High-risk AI systems under the EU AI Act are subject to mandatory requirements including: a quality management system, conformity assessment before deployment, registration in an EU database, ongoing monitoring and logging, and post-market monitoring plans. These requirements are more prescriptive than the FCA's principles-based approach and, for firms with both UK and EU operations, will require a dual compliance framework.
The practical implication for UK fintechs is that if you are deploying AI in credit scoring for EU customers, the EU AI Act's requirements are not optional even if you are FCA-authorised rather than EU-authorised. The extraterritorial reach of the Act means that where the output of an AI system is used in the EU, the Act applies to that system. Legal advice specific to your operating structure is essential.
Practical Guidance for Fintechs Using AI
For a fintech using AI in credit scoring, the immediate priorities are: document every model in production (name, purpose, training data vintage, last validation date, accountable owner), run a bias test on credit score outputs by protected characteristic and document the results, establish a monitoring dashboard that tracks model accuracy and adverse decision rates at least weekly, and ensure that every adverse credit decision can produce a plain-language explanation that could be shared with a customer or the FCA on request.
For a fintech using AI in fraud detection, the priorities are slightly different: the explainability requirement is less acute (customers do not have a right to know the reasons for a fraud block in the same way as a credit decline), but the operational resilience requirements are higher because fraud detection failures have immediate and severe consequences. Firms should ensure that AI-based fraud models have human review escalation paths, that false positive rates are monitored and reported to the board, and that there is a contingency arrangement if the model is unavailable.
For a fintech using AI in customer service (chatbots, virtual assistants, automated complaint handling), the Consumer Duty implications are most direct. AI-generated responses must be accurate, clear, and must not mislead customers. Systems must be able to identify when a customer needs escalation to a human and must facilitate that escalation without friction. Complaint handling AI must not be used to reduce the rate of upheld complaints in a way that disadvantages customers with legitimate grievances.
Key Takeaways
- The FCA has not created new AI rules: it applies existing principles to AI-enabled activities. Firms using AI in regulated activities are already subject to the full weight of FCA expectations.

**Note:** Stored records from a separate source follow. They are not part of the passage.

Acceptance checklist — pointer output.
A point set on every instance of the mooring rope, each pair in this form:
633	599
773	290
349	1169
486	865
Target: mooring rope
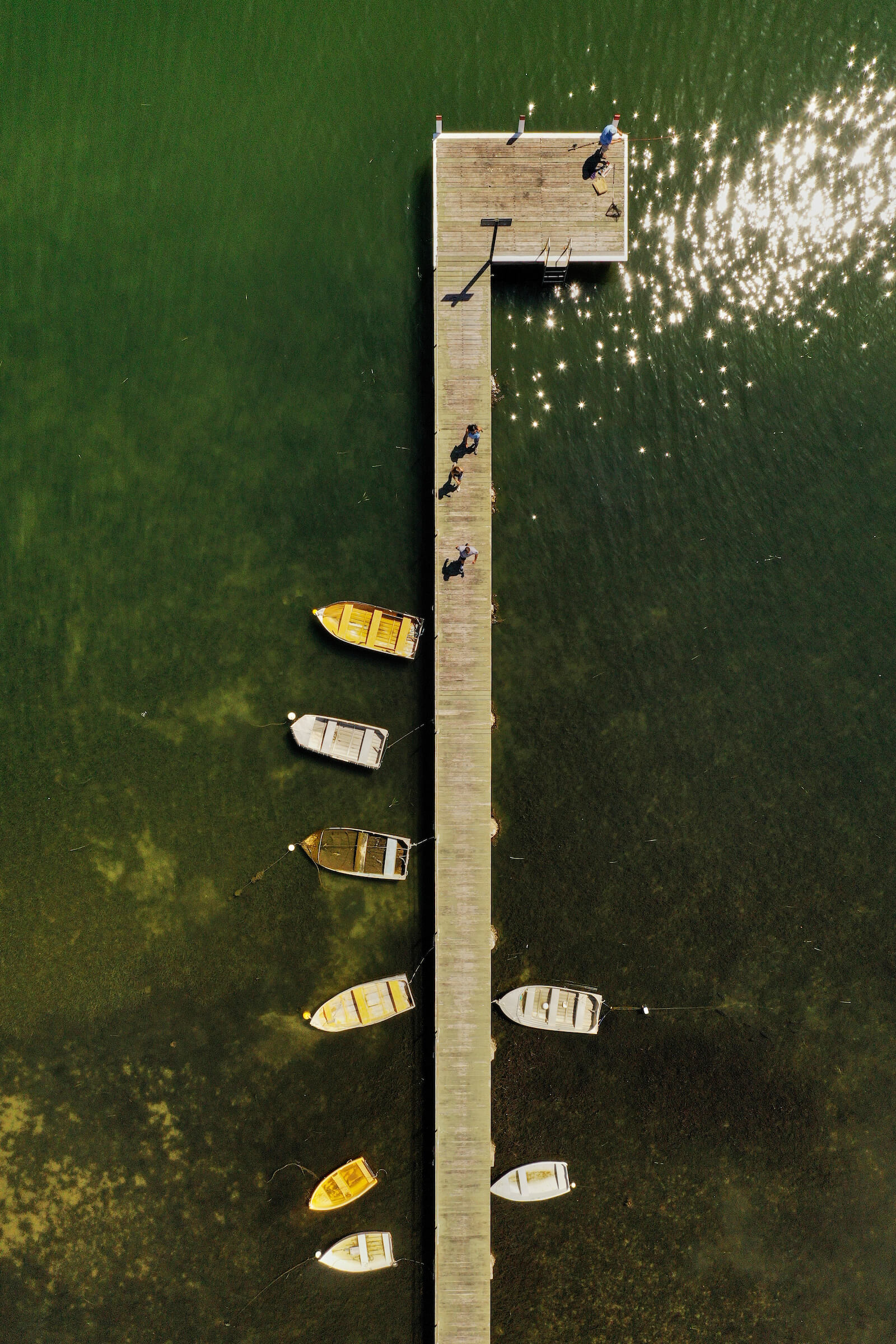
262	871
422	960
285	1275
390	745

- The four AI risks the FCA focuses on are model risk and bias, explainability, data quality, and operational resilience. Each requires a proportionate governance response.
- Consumer Duty applies directly to AI-driven customer decisions. The requirement to deliver good outcomes and protect vulnerable customers cannot be delegated to an algorithm.
- The minimum governance requirement is: model inventory, bias testing, production monitoring, and board-level accountability. This is achievable for early-stage fintechs without large dedicated teams.
- The EU AI Act classifies credit scoring as high-risk AI. UK fintechs with EU operations must plan for dual compliance with FCA principles and EU AI Act requirements from 2026.
- Explainability in adverse credit decisions is non-negotiable under Consumer Duty. Black-box models that cannot produce plain-language explanations are incompatible with the regulatory framework.
- AI governance should be integrated into the existing risk management and compliance framework, not treated as a separate technology project.